Doku über den britischen Rockmusiker

Diskussion

Eric Burdon ist ein Urgestein der Popgeschichte, aufgewachsen als Straßenjunge in Newcastle und gesegnet mit der „schwärzesten weißen Stimme“ der frühen 1960er-Jahre. Mit seiner Band „The Animals“ landete er mit „The House of Rising Sun“ einen Welthit, doch sein rebellischer Charakter verhinderte immer wieder den ganz großen Durchbruch. Heute ist er einer der letzten Überlebenden der Rock’n’Roll-Ära.

Als Jugendlicher schlug er sich die Nächte in den Clubs des Hafenviertels um die Ohren. Ohne die Musik wäre er wohl in der Halbwelt gelandet.

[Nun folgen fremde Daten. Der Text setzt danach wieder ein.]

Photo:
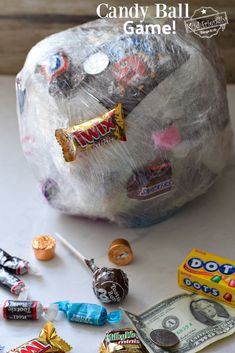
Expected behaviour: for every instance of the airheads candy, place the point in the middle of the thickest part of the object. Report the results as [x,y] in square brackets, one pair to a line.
[208,274]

Dank seiner Stimme aber entkam er der trostlosen Industriestadt; die Sehnsucht nach Ausbruch klingt in seinem Song „We Gotta Get out of this Place“ nach.

Das Rebellische ist bei Eric Burdon keine Attitüde. Da er sich den Forderungen der Musikindustrie nicht beugen wollte, blieb ihm der Weg zum Superstar versperrt, wurde darüber aber zeitlebens zum künstlerisch Suchenden. Er wechselt Mitmusiker und Stile, schloss sich Ende der 1960er-Jahre mit der schwarzen Band „War“ zusammen und zählt heute zusammen mit Paul McCartney, Bob Dylan und den Rolling Stones zu den letzten großen Überlebenden dieser Generation.

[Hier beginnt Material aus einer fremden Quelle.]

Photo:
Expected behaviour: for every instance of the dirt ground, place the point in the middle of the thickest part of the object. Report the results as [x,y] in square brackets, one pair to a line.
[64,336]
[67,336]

Der Film begleitet Burdon an die wichtigsten Stationen seines Lebens: Er erzählt am Lagerfeuer in Joshua Tree, reist nach Los Angeles und San Francisco, wo er seit den 1990er Jahren lebte, und stattet seiner Geburtsstadt Newcastle einen Besuch ab. Burdon ist überdies ein toller Erzähler, der über berühmte Kollegen spricht und über sein Leben als Hitzkopf und Underdog – eine berührende Geschichte von Triumph und Scheitern.